Cuando los vio dirigirse hacia la puerta, Smedley dejó escapar el sordo gemido de desesperación del hombre que siente derrumbársele el mundo. Y, tropezando con sus propios pies, cayó sobre el sargento, que a su vez cayó sobre Adela.
—¿Y ahora a qué juega? ¿Al rugby? ¿A los bolos? —preguntó Adela.
—Perdón, señora —se excusó cortésmente el sargento—. El caballero me empujó. —Hizo una pausa, observándola con curiosidad—. Dígame, ¿no es usted Adela Shannon?
—Lo soy.
—¡Pues claro! ¡Si seré bobo! —exclamó el sargento—. ¡Con la de veces que la he visto en las viejas películas mudas! ¿Te acuerdas de Adela Shannon, Bill?
—¡Cómo no! —dijo su compañero—. La llamaban la Emperatriz de las Emociones Violentas.

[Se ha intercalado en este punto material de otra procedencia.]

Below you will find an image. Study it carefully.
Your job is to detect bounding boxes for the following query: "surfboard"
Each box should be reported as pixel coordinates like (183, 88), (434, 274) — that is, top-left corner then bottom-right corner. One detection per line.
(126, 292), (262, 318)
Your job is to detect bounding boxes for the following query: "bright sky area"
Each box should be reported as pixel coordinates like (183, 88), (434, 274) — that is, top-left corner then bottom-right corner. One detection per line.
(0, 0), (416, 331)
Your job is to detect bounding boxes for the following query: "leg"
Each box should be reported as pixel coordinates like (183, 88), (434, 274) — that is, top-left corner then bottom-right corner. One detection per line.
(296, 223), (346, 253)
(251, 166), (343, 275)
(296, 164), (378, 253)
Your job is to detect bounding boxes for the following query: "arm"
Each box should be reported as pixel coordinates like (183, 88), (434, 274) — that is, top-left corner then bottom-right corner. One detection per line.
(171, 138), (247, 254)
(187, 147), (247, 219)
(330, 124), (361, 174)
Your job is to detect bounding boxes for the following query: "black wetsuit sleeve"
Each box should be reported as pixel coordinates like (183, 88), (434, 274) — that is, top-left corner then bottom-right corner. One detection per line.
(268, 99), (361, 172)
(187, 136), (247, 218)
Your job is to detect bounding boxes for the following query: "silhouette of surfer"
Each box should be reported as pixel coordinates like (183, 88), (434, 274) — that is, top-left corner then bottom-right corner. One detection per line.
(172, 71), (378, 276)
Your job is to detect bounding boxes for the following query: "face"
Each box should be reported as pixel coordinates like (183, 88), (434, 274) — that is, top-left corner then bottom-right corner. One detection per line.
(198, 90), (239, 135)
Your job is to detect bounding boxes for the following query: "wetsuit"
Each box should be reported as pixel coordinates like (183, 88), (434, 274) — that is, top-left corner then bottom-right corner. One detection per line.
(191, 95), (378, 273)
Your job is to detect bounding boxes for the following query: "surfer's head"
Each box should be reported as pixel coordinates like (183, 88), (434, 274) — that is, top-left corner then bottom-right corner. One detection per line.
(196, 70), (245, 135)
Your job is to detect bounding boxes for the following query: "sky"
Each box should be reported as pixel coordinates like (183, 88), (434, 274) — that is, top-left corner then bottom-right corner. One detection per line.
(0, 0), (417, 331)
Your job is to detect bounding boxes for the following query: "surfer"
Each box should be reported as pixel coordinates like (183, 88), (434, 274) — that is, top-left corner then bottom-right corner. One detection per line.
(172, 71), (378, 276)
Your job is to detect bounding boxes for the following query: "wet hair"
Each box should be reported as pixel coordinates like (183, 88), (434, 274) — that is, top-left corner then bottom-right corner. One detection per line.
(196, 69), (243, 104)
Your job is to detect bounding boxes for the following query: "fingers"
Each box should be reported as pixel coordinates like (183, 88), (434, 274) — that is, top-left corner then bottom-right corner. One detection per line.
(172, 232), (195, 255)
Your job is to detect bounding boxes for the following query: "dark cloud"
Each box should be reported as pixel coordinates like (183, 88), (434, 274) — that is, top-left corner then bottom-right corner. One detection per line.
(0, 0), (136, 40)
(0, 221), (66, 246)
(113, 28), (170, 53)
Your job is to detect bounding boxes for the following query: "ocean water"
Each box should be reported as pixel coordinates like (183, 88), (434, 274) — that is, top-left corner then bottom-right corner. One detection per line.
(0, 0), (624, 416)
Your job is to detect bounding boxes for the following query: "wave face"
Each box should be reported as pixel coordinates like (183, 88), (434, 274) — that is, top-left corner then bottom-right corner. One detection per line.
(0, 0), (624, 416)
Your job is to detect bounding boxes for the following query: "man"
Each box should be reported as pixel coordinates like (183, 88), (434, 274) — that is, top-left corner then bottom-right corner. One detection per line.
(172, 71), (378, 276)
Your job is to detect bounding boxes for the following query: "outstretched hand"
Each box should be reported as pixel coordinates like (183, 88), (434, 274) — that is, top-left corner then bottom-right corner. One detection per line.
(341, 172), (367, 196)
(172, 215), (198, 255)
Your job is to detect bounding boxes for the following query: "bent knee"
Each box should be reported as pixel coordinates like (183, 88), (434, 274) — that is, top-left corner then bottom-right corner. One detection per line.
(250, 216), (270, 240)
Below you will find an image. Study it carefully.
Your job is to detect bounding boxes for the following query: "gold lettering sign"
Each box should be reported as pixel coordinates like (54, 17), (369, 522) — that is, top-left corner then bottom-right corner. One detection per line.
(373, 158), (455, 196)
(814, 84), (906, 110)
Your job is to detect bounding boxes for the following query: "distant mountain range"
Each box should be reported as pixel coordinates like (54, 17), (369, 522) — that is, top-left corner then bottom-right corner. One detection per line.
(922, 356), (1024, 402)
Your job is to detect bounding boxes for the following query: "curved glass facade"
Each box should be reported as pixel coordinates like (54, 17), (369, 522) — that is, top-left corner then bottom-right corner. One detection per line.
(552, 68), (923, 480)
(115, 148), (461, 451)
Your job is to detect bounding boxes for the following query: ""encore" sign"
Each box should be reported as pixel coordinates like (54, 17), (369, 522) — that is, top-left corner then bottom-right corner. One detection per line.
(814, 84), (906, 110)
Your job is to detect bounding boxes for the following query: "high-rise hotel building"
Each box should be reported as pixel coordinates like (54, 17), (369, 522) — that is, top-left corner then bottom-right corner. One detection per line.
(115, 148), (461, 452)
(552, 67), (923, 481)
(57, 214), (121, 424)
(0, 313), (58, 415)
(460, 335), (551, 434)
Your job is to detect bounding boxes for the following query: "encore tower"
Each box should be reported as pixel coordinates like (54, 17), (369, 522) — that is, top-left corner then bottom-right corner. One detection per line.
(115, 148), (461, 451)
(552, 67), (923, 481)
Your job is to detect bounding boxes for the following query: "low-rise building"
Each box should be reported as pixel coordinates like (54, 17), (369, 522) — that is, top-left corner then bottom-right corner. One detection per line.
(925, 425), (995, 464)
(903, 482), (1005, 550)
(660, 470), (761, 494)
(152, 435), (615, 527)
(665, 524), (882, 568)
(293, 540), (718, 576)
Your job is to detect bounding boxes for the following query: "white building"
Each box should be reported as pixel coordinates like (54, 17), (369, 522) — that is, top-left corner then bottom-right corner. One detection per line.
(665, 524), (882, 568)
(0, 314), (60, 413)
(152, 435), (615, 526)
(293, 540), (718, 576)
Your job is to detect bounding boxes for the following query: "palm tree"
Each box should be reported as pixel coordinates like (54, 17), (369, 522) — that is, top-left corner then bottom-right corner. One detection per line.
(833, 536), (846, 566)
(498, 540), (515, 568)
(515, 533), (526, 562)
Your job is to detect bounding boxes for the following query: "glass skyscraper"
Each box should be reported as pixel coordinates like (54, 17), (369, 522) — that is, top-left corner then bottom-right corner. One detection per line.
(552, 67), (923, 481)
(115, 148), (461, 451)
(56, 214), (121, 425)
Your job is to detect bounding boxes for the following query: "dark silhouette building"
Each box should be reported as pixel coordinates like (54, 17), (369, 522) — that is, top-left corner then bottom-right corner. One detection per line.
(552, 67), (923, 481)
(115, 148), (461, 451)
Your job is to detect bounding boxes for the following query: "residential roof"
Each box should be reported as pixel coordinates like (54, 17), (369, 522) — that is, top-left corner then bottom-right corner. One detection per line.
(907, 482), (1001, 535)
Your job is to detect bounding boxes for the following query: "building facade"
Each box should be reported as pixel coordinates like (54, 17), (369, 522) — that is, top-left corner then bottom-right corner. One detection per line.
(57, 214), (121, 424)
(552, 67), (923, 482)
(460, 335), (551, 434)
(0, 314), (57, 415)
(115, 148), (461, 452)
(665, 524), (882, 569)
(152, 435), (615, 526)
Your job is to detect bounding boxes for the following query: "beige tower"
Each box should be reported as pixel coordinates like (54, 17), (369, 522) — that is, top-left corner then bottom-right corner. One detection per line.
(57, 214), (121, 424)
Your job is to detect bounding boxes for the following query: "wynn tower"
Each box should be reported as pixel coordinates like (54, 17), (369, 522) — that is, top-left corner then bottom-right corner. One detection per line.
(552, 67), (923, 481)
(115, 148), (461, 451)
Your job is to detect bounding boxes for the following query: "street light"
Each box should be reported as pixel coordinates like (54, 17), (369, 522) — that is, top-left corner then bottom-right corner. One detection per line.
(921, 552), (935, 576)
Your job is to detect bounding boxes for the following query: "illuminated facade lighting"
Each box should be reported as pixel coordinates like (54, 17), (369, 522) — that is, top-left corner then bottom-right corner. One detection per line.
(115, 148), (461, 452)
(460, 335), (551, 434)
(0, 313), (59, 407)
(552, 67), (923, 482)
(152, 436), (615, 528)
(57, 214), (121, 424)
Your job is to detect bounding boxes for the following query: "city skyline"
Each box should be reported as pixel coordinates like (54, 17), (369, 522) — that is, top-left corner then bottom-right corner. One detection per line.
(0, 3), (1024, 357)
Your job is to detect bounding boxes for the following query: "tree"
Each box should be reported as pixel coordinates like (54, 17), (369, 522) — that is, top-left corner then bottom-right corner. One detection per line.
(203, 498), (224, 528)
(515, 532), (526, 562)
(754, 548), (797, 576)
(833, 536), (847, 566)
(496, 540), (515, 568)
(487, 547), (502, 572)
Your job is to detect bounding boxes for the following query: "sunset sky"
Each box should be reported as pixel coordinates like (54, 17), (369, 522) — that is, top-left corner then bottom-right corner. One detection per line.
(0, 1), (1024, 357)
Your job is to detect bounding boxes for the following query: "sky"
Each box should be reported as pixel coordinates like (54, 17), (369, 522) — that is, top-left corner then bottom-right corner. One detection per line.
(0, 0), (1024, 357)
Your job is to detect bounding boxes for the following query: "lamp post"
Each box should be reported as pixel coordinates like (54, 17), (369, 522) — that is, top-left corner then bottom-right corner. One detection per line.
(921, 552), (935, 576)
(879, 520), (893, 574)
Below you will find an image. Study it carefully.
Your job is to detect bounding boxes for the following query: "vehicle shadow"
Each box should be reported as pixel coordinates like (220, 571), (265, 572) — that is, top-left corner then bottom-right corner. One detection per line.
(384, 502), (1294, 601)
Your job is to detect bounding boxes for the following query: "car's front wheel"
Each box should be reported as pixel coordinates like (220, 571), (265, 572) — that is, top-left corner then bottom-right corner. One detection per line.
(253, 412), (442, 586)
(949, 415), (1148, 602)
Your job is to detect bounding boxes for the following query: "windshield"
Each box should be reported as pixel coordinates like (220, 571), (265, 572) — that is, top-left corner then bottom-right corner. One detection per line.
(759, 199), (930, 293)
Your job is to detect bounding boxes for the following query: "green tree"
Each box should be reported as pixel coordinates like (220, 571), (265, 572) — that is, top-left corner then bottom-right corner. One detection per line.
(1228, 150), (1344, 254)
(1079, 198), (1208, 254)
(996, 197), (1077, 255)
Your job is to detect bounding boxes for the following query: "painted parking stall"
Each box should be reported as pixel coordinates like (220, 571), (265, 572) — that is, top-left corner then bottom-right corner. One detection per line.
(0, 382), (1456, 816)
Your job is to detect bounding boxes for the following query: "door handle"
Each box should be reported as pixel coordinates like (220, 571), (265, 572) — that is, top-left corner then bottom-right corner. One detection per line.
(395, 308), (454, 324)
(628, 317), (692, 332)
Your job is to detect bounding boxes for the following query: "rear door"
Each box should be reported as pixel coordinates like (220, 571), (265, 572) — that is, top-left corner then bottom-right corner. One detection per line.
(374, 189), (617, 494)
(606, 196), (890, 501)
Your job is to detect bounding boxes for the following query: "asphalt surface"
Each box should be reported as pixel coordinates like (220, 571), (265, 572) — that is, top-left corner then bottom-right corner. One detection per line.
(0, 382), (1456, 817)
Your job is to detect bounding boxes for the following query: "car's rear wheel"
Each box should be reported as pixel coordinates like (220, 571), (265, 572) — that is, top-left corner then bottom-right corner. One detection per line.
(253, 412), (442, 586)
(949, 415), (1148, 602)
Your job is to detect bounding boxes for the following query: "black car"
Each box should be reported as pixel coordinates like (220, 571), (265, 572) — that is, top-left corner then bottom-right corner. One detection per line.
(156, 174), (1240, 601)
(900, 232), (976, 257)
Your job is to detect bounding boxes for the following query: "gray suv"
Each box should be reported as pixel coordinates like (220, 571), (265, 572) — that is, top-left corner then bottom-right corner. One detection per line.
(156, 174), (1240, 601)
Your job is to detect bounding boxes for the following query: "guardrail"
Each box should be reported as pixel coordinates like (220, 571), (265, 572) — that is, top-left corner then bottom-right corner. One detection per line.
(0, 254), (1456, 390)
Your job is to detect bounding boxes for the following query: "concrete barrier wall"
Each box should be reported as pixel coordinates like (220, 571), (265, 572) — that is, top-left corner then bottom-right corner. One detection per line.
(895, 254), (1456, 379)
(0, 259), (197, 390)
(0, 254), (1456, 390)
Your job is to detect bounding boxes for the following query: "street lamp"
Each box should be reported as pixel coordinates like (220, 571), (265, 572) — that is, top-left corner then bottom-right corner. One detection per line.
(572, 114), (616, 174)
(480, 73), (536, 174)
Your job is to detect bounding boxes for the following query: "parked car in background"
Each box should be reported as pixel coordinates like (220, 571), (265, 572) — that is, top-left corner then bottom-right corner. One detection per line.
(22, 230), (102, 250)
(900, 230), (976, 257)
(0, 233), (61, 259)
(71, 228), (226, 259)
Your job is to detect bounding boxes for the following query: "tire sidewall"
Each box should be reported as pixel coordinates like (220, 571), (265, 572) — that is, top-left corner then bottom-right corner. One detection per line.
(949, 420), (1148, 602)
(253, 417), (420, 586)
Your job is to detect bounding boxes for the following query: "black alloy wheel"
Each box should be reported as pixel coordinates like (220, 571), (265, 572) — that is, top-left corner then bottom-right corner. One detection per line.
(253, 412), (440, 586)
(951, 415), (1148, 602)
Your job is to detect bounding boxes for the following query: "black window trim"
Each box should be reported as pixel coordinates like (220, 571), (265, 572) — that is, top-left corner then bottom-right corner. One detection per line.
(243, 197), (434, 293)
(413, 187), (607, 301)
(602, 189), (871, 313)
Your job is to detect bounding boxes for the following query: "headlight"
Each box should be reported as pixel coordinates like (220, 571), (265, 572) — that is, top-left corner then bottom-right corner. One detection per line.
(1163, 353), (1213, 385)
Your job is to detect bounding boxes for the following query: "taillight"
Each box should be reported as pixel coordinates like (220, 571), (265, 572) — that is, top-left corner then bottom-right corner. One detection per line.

—Todavía lo es —intervino Bill—. Veo que le interesa a usted el cine, sargento… ¿Es así?
—Sí, señora. ¿Tiene usted también relación con las películas?
—Ya no. Trabajaba en la Superba-Llewellyn, pero me despidieron.
—¡Lástima! Pero así es la vida.
—Así es, en efecto.
El agente soltó una risotada amarga.
—Sí, así es la vida… en Hollywood —dijo—. ¡Ja!
Bill lo miró, interesada. Luego se volvió al sargento.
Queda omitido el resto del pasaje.